Electronic – Tapped buck converter

buckpowervoltage-regulator

I am designing a board which needs 5V and 3.3V rails, at about 1.5A. If I used two buck converters, I would use a lot of board area. So, is there a way to create a multi-output buck converter? I tried creating one by using two inductors (each of a different value), in a circuit simulator, but it doesn't work; the output ripple is through the roof and both rails sit at 5V or 3.3V (I kind of expected this.)

Best Answer

You can sortof do it, but it's probably not worth the trouble. You would have to add a diode in front of the 5V output cap, and a pass element in front of the 3.3V output cap. The switcher regulates the 5V output, and a comparator turns on the pass element whenever the 3.3V output is low. In other words, the comparator via the pass element steals current that would otherwise go to the 5V supply, but the feedback system makes sure the 5V supply gets enough current to keep it at the right voltage. Like I said, probably not worth it.
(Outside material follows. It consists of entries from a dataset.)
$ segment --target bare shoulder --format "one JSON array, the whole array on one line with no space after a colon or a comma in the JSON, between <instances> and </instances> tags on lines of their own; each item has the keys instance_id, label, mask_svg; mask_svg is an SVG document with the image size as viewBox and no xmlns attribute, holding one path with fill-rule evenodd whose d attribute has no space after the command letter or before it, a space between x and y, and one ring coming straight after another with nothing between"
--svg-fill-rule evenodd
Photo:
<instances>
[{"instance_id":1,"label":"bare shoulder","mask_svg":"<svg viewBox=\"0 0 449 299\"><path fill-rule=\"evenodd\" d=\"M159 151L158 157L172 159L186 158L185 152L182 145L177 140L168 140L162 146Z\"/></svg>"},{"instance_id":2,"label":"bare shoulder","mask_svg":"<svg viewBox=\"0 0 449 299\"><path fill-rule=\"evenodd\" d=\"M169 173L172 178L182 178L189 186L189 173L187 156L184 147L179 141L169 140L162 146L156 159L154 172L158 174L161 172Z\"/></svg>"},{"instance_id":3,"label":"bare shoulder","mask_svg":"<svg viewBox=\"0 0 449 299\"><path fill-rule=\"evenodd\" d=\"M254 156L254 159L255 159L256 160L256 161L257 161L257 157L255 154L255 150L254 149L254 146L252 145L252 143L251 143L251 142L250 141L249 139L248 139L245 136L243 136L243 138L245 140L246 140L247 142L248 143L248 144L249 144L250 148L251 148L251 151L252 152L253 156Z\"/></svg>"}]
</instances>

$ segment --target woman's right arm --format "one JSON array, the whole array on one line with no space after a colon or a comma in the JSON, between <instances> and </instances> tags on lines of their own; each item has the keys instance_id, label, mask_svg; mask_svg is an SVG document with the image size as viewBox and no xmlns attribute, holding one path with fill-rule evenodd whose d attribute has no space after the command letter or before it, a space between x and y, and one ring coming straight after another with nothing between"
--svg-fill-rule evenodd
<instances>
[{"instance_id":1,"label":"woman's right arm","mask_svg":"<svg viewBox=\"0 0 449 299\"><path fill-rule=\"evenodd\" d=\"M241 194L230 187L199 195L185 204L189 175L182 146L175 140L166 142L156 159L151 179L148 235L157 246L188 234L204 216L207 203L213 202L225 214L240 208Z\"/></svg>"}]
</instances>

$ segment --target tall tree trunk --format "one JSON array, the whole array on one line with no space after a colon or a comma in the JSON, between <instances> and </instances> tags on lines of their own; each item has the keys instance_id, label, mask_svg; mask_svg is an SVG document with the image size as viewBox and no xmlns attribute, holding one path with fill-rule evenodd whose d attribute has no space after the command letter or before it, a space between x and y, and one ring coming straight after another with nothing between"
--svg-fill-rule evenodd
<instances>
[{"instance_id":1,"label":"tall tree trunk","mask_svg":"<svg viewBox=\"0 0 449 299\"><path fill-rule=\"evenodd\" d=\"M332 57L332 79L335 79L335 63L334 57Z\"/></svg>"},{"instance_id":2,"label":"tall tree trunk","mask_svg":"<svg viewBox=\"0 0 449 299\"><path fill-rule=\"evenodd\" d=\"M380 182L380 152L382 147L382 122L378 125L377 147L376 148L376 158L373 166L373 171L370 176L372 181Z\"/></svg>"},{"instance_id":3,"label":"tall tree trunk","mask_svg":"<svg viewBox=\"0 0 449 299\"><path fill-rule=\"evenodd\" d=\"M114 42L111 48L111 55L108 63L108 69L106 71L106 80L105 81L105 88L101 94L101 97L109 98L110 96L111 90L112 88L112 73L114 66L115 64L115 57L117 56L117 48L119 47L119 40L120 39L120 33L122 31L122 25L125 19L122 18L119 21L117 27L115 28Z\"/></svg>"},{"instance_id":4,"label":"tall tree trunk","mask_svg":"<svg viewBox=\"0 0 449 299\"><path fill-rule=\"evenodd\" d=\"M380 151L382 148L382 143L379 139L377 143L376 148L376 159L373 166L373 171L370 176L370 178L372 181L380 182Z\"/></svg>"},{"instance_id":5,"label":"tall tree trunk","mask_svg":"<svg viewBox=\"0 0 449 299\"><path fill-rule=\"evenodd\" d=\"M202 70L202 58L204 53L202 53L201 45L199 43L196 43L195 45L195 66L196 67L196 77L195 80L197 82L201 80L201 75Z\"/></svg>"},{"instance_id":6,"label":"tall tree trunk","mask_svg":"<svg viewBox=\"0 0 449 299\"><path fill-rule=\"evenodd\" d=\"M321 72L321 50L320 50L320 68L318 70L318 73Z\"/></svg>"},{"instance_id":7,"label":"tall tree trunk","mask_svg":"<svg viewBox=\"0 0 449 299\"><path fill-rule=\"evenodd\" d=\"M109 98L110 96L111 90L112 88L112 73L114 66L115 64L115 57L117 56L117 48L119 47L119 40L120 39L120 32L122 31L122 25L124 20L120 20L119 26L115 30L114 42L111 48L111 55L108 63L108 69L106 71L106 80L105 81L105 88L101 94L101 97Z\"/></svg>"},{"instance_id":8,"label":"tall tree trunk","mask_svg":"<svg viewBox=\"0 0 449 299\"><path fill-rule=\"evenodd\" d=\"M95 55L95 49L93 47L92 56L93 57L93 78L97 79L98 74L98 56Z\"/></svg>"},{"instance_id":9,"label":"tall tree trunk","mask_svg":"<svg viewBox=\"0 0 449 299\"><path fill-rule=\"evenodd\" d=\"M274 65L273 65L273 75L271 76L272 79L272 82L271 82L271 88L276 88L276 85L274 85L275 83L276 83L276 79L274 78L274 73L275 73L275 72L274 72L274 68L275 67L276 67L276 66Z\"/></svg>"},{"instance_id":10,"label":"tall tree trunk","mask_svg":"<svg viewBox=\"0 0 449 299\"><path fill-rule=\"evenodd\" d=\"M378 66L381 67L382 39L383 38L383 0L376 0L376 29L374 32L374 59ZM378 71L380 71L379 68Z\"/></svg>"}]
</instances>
To do this in one switcher somehow will require a inductor that can deliver 3A average. It won't be much worse to split that into two inductors that each only have to deliver 1.5V.

Another possibility is to have the switcher make 5V, then linearly regulate that to 3.3V. This wastes 2.6W in heat.

You could buck to make the 5V, then use a open loop fixed duty cycle buck converter with 3.3V/5.5V = 66% duty cycle to make the 3.3V from there.